Magnetic Sensors Based on Long Josephson Tunnel Junctions - An Alternative to SQUIDs

TL;DR

This paper introduces a new type of superconducting magnetic sensor based on long Josephson tunnel junctions, offering a linear response over a wide range and potential advantages over traditional SQUIDs.

Contribution

It proposes a novel, robust magnetic sensing device using long Josephson junctions that does not rely on quantum interference, with improved linearity and potential noise benefits.

Findings

Linear response to magnetic flux over a wide range

Enhanced robustness without quantum interference

Potential for improved noise performance

Abstract

The properties of Josephson devices are strongly affected by geometrical effects. A loop-shaped superconducting electrode tightly couples a long Josephson tunnel junction with the surrounding electromagnetic field. Due to the fluxoid conservation, any change of the magnetic flux linked to the loop results in a variation of the shielding current circulating around the loop, which, in turn, affects the critical current of the Josephson junction.
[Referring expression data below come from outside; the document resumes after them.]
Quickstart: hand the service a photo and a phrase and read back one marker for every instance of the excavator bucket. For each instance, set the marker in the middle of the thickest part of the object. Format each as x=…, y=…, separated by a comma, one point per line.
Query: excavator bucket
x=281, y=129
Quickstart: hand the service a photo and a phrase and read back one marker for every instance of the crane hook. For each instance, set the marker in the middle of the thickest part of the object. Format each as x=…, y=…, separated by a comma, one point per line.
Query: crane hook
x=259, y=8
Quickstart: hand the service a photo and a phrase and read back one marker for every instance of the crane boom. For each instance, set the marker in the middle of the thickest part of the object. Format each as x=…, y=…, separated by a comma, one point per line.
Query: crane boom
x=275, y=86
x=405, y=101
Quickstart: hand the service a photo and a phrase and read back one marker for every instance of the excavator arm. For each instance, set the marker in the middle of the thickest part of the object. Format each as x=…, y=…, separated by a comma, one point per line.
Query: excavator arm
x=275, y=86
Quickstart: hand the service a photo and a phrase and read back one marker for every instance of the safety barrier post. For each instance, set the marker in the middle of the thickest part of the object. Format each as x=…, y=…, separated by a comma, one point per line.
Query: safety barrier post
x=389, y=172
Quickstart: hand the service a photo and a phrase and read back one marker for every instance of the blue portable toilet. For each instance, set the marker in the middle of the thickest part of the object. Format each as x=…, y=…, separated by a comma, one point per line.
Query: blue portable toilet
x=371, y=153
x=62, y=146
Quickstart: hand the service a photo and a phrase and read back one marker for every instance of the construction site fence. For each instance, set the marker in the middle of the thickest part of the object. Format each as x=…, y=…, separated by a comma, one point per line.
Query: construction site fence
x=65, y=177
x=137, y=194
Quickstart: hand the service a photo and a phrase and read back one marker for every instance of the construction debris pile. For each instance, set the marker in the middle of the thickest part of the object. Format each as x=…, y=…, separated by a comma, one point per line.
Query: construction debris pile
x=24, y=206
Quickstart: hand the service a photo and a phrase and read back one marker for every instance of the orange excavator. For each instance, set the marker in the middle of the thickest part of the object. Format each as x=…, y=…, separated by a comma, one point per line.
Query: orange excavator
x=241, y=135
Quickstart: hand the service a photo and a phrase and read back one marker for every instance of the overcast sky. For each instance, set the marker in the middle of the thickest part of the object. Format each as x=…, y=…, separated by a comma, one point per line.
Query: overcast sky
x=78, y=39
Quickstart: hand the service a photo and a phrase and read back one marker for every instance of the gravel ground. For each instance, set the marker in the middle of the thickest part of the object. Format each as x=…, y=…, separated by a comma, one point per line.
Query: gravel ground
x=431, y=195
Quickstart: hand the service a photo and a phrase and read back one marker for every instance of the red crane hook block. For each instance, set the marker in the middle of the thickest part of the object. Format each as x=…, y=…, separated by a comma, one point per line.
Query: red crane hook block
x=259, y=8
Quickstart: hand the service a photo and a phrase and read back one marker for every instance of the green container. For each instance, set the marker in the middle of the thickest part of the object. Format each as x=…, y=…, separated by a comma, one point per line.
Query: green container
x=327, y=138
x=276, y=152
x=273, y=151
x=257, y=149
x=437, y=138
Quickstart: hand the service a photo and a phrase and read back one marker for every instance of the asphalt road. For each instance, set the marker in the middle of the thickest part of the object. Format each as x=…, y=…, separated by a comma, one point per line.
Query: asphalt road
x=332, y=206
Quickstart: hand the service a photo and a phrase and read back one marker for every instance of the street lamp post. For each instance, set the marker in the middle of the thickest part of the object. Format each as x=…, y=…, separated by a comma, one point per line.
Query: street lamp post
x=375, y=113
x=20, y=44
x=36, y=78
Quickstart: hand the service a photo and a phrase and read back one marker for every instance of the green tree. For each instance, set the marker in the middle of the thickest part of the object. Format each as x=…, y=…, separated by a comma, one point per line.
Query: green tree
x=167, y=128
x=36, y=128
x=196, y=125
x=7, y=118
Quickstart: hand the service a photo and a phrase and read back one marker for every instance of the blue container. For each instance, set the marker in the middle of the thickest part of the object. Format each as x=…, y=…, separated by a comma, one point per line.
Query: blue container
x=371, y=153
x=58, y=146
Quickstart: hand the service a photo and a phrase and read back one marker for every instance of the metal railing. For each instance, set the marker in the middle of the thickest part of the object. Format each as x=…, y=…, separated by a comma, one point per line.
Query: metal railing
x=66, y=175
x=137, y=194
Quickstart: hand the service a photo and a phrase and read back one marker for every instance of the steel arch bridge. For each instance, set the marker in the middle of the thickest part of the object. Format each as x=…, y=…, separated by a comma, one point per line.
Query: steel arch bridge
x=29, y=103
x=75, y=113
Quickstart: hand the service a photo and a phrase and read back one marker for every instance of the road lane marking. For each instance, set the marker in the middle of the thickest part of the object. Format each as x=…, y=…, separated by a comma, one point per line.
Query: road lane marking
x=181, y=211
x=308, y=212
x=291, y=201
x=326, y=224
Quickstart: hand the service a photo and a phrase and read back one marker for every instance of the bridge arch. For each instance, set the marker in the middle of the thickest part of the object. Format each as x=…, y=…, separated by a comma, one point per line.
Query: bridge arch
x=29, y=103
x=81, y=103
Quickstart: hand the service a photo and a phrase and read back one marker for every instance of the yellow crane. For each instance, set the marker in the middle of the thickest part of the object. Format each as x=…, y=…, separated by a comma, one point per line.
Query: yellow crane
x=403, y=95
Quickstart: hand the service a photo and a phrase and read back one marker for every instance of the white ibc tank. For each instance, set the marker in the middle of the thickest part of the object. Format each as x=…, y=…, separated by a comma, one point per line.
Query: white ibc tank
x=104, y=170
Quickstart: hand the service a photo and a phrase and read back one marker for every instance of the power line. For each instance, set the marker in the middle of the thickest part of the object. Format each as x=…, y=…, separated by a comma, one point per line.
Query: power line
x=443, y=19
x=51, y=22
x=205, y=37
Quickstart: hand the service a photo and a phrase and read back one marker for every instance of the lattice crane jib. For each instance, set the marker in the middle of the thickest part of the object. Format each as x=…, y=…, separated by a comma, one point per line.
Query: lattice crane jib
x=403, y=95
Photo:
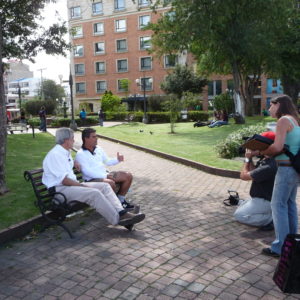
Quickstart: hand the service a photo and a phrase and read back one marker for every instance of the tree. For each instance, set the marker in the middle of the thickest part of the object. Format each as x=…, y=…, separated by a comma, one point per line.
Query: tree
x=180, y=81
x=224, y=102
x=230, y=36
x=288, y=60
x=33, y=107
x=110, y=102
x=52, y=90
x=22, y=37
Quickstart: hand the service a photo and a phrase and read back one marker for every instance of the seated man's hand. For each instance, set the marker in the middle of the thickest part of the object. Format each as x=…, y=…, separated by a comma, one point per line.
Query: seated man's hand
x=77, y=166
x=120, y=157
x=250, y=153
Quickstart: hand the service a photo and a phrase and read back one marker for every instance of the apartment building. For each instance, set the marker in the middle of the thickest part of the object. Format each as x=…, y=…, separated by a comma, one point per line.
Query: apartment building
x=109, y=44
x=267, y=89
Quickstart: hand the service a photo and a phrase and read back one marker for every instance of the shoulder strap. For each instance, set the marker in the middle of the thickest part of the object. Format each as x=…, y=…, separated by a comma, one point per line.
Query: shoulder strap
x=291, y=121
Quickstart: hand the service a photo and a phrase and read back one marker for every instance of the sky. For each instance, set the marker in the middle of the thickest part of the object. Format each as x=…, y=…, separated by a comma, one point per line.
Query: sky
x=53, y=65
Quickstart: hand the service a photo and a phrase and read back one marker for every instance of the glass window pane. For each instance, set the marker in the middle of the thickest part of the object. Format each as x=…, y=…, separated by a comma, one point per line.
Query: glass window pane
x=120, y=25
x=119, y=4
x=98, y=28
x=97, y=8
x=144, y=21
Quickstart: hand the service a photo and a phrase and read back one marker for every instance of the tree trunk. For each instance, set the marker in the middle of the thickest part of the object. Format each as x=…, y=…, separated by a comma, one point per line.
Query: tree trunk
x=239, y=102
x=3, y=122
x=291, y=87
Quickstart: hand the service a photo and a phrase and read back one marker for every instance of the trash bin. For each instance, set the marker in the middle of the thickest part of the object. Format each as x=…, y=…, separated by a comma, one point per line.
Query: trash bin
x=183, y=114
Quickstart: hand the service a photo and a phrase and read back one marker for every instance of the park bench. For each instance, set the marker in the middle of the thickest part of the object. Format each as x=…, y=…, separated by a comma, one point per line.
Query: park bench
x=52, y=205
x=16, y=127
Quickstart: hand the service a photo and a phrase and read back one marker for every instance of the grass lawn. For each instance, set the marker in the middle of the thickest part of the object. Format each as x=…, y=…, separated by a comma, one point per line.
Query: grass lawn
x=192, y=143
x=23, y=153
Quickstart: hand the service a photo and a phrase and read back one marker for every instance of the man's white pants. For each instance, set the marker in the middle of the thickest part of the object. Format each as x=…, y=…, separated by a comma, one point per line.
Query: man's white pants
x=254, y=212
x=98, y=195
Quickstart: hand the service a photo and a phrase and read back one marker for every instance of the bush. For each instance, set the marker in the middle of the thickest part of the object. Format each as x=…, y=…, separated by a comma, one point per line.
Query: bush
x=229, y=147
x=34, y=122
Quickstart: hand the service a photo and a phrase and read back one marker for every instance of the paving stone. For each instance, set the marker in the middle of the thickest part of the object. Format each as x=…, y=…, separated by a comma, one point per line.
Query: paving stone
x=196, y=287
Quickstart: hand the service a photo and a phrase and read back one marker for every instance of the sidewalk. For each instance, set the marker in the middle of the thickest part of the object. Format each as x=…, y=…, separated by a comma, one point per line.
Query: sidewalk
x=188, y=247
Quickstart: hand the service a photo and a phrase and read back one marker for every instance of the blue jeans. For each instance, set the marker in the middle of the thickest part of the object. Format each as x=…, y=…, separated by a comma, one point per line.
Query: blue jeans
x=284, y=207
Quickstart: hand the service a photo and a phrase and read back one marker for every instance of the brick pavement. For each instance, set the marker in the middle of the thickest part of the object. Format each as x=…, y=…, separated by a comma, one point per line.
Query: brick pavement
x=188, y=247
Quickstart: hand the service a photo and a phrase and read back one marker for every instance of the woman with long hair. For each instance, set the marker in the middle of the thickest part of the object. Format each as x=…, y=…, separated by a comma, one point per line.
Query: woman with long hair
x=283, y=203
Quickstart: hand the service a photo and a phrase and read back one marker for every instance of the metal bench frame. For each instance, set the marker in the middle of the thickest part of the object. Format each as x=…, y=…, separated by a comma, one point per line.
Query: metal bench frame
x=53, y=206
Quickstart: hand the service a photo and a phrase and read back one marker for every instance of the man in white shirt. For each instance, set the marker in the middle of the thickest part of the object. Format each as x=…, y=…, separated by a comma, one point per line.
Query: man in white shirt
x=93, y=161
x=58, y=175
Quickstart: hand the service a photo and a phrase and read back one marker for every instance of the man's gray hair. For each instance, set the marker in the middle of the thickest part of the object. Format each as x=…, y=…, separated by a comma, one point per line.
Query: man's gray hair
x=63, y=134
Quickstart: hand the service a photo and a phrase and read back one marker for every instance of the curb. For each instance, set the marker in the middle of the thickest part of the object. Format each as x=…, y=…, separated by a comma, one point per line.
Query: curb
x=19, y=230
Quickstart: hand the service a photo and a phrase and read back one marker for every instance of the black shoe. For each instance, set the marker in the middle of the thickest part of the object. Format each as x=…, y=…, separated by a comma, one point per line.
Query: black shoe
x=269, y=252
x=130, y=219
x=268, y=227
x=127, y=206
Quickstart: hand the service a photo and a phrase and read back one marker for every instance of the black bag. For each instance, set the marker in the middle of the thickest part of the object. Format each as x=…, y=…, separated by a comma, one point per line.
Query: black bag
x=295, y=159
x=287, y=273
x=257, y=142
x=233, y=198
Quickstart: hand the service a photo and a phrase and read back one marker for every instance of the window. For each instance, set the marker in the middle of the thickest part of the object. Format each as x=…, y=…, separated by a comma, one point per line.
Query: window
x=97, y=8
x=147, y=83
x=120, y=25
x=78, y=50
x=144, y=21
x=100, y=67
x=121, y=45
x=144, y=2
x=119, y=4
x=77, y=32
x=101, y=86
x=122, y=65
x=145, y=42
x=98, y=28
x=79, y=69
x=75, y=12
x=121, y=86
x=99, y=48
x=171, y=61
x=80, y=87
x=146, y=63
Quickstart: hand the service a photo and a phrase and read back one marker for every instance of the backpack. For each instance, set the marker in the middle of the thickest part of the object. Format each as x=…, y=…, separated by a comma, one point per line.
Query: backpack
x=294, y=158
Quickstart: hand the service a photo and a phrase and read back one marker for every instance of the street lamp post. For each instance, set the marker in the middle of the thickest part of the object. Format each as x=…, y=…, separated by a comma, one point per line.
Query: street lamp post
x=143, y=85
x=73, y=124
x=20, y=96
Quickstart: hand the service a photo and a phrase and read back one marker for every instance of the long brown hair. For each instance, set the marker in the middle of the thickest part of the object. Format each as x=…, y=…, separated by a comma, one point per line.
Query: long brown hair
x=286, y=107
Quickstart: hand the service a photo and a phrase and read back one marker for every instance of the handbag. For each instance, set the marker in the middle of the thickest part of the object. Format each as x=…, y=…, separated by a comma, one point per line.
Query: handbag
x=287, y=273
x=257, y=142
x=294, y=158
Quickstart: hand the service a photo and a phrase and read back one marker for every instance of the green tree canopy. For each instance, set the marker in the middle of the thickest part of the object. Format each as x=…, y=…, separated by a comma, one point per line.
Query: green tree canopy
x=51, y=90
x=230, y=36
x=110, y=102
x=21, y=36
x=181, y=80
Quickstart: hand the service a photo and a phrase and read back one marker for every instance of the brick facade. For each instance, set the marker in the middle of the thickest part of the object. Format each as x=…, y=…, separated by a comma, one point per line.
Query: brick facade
x=133, y=55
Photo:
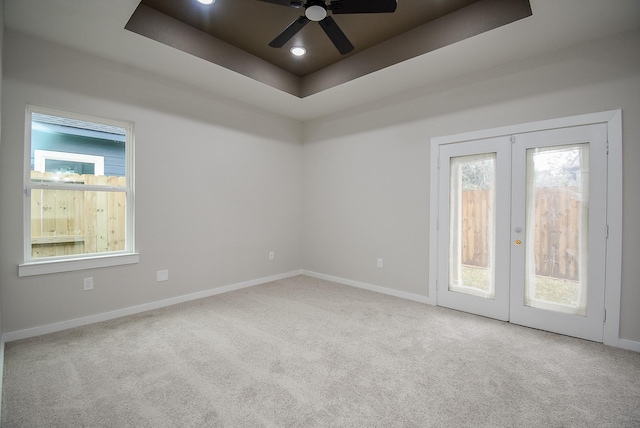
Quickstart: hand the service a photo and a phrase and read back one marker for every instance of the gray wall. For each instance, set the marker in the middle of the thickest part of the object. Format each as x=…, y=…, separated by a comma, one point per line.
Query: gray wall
x=366, y=186
x=330, y=195
x=1, y=72
x=218, y=186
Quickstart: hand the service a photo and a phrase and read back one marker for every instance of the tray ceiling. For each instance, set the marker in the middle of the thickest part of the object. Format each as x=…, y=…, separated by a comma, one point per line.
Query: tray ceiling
x=236, y=34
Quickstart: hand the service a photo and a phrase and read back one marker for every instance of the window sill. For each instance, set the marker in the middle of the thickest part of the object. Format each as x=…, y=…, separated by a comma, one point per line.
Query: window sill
x=69, y=265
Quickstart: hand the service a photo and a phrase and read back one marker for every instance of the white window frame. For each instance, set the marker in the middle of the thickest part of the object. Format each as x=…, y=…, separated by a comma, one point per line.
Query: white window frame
x=613, y=120
x=39, y=266
x=40, y=158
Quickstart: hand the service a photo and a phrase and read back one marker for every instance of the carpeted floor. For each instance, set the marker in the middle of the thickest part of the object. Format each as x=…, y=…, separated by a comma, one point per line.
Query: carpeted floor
x=303, y=352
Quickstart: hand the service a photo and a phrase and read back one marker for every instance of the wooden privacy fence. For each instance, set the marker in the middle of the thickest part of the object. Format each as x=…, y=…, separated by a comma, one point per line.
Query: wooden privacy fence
x=67, y=222
x=556, y=244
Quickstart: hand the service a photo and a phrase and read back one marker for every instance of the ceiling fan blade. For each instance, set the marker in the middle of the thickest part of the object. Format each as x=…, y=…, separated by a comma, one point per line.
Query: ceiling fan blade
x=289, y=32
x=288, y=3
x=336, y=35
x=362, y=6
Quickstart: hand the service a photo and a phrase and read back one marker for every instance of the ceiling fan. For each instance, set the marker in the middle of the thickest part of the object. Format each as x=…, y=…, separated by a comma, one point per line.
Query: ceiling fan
x=316, y=10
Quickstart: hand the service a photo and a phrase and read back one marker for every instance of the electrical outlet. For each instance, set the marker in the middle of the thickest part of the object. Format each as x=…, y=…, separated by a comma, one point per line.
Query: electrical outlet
x=162, y=275
x=88, y=284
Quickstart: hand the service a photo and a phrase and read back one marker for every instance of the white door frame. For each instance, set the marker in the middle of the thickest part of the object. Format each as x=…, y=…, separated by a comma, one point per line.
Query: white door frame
x=613, y=120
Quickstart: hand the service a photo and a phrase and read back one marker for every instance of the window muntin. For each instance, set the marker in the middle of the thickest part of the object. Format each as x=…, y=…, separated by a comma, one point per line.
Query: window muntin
x=79, y=196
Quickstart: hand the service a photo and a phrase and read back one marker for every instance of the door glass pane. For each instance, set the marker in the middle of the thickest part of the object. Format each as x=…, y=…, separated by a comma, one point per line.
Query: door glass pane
x=557, y=219
x=472, y=225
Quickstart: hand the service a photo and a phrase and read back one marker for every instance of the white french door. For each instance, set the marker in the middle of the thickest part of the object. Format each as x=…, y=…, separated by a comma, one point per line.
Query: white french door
x=522, y=229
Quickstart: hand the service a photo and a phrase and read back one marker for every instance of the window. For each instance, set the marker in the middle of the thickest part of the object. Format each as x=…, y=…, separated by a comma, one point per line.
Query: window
x=78, y=192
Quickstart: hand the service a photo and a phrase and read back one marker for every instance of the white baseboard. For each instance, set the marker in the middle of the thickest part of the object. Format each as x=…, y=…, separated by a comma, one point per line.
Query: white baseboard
x=105, y=316
x=630, y=345
x=370, y=287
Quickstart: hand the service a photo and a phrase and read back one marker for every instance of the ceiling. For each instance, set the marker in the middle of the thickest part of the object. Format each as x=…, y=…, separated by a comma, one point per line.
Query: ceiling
x=235, y=34
x=250, y=25
x=98, y=27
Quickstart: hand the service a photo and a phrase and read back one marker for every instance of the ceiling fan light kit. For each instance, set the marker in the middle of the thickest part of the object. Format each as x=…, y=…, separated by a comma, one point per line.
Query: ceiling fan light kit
x=317, y=11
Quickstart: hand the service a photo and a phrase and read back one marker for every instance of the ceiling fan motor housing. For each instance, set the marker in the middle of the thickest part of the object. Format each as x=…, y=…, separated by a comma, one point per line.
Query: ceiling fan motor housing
x=316, y=10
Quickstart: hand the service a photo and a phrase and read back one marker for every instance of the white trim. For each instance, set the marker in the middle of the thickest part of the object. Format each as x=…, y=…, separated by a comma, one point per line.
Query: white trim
x=1, y=369
x=630, y=345
x=105, y=316
x=81, y=263
x=370, y=287
x=38, y=266
x=613, y=119
x=613, y=275
x=40, y=157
This method allows the realization of a novel family of robust superconducting devices (not based on the quantum interference) which can function as a general-purpose magnetic sensors. The best performance is accomplished without compromising the noise performance by employing an in-line-type junction few times longer than its Josephson penetration length. The linear (rather than periodic) response to magnetic flux changes over a wide range is just one of its several advantages compared to the most sensitive magnetic detectors currently available, namely the Superconducting Quantum Interference Devices (SQUID). We will also comment on the drawbacks of the proposed system and speculate on its noise properties.